Intervention de Fleur Pellerin

Réunion du 2 octobre 2013 à 16h15
Commission des affaires européennes

Fleur Pellerin, ministre déléguée chargée des petites et moyennes entreprises, de l'innovation et de l'économie numérique :

Le Président de la République s'est engagé, lors des Assises de l'entreprenariat, à ouvrir une réflexion au sujet du financement participatif, et j'ai réuni, lundi dernier, plusieurs centaines d'acteurs de ce secteur. Jusqu'à présent, cette activité s'est développée en dehors de tout cadre réglementaire, ce qui risque de la fragiliser. Une réglementation souple et adaptée lui sera, je crois, bénéfique.

Les entreprises qui pratiquement le financement participatif, en prêts ou en fonds propres, sont soumises à la même réglementation que les institutions financières traditionnelles. Ni l'obligation de disposer d'un niveau de fonds propres extrêmement élevé – plusieurs centaines de milliers d'euros – ni les contraintes draconiennes en matière de publicité des appels publics à l'épargne, avec des prospectus de plusieurs centaines de pages, ne sont très adaptées aux nouvelles plateformes, qui ne réunissent souvent qu'une dizaine de personnes investissant dans un projet. Il s'agit donc d'instaurer un cadre financier qui sécurise cette activité tout en allégeant les contraintes auxquelles elle est soumise.

Les évolutions législatives et réglementaires sont actuellement soumises à consultation. Puis nous utiliserons l'habilitation à légiférer par ordonnances que vous avez votée pour créer ce nouveau cadre avant la fin de l'année, en concertation avec les acteurs concernés.

En outre, dans la mesure où le financement participatif intervient dans les interstices de leurs activités, les établissements bancaires ne lui sont pas à ce point opposés. Si beaucoup de PME y recourent, c'est précisément parce qu'elles n'ont pas réussi à faire financer leurs projets par une banque. Je pense donc que ce mode alternatif peut répondre à des besoins non couverts par le marché.

Les trois principaux axes de réforme seront la création d'un nouveau statut de conseiller en financement participatif, l'autorisation du prêt rémunéré entre particuliers – nous consultons actuellement pour définir les plafonds par projet et par investisseurs – et l'allègement des contraintes en matières de fonds propres et de publicité.

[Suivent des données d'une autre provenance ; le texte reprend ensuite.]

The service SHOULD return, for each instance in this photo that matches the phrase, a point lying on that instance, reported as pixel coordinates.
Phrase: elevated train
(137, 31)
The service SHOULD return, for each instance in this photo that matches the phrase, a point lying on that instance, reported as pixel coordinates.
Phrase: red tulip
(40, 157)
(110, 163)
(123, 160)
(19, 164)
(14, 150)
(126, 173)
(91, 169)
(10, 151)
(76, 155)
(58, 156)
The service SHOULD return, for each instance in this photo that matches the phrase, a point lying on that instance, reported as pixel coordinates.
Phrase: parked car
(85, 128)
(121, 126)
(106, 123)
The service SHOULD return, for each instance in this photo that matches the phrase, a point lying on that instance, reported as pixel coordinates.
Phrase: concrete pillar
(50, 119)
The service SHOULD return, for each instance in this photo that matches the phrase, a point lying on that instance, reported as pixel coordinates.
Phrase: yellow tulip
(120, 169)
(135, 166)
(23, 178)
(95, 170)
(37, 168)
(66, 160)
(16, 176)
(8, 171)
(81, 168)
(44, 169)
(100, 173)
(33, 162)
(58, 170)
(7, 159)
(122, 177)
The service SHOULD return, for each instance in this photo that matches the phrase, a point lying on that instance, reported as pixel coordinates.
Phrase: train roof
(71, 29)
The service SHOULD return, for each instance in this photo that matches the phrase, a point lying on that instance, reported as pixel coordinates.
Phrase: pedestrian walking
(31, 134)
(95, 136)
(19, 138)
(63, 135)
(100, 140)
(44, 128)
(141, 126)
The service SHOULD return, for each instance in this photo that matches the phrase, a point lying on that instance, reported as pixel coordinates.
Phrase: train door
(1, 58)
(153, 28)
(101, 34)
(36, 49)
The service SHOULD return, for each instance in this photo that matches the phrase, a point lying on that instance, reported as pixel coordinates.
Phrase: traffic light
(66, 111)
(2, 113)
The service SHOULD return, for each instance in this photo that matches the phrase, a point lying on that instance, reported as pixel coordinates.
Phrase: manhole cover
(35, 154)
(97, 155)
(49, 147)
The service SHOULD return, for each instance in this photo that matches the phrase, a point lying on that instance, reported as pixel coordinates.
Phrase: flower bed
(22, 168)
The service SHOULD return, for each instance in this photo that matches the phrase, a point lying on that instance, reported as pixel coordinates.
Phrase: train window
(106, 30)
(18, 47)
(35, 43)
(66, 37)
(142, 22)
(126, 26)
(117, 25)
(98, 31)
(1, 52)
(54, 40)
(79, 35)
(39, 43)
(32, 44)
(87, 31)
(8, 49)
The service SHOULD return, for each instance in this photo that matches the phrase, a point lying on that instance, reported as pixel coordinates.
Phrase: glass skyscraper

Nous veillerons également à l'harmonisation des réglementations européennes. Aux États-Unis, plusieurs milliards de dollars de fonds sont levés chaque année au titre du financement participatif. Il y a donc des perspectives de développement dans l'Union européenne.

La proposition de règlement de la commissaire Kroes, madame de la Raudière, ménage le principe de la neutralité de l'Internet tout en donnant un peu de marge aux fournisseurs d'accès, puisqu'elle les autorise à fixer des prix de détail différenciés en fonction des volumes de données proposés. Je trouve ce système quelque peu ambigu et la proposition quelque peu précipitée. Un débat associant les parlementaires européens est nécessaire. On ne peut se contenter d'une procédure de quelques semaines, d'autant que le sujet doit être traité en lien étroit avec la question de la neutralité des plateformes.

Nous sommes d'accord avec le principe de non-discrimination dans l'accès aux contenus. Il est difficilement acceptable que ce soient aujourd'hui les opérateurs qui décident de qui peut avoir accès à certains contenus ou services – je pense en particulier au contentieux entre Free et Google, actuellement traité par l'Autorité de régulation des communications électroniques et des postes (ARCEP), mais les plateformes ne doivent pas non plus avoir de pouvoir de censure, par exemple parce que tel tableau du XVIIIe siècle ne leur plaît pas !

La gouvernance de l'Internet par l'ICANN est en effet un sujet essentiel, monsieur Myard, et nous espérons que le Conseil européen en discutera. Il est évident que cette instance devrait être moins « américano-centrée » – même si cet état de fait est aussi le produit de l'histoire – et prendre mieux en compte les gouvernements. Certaines propositions visent à donner des prérogatives à l'Union internationale des télécommunications (UIT). Je rattache cette question à celle de la normalisation et de la standardisation, que les États, s'ils veulent structurer une économie numérique européenne, doivent aborder de manière beaucoup plus collective et concertée. À l'heure actuelle, chacun agit de son côté alors que les Américains disposent, avec le National Institute of Standards and Technology (NIST), d'un puissant instrument de soft power en la matière. Nous abordons l'ère des objets connectés, où les protocoles de transmission auront une importance primordiale. Il est donc indispensable que les Européens puissent peser sur les standards qui détermineront les choix industriels.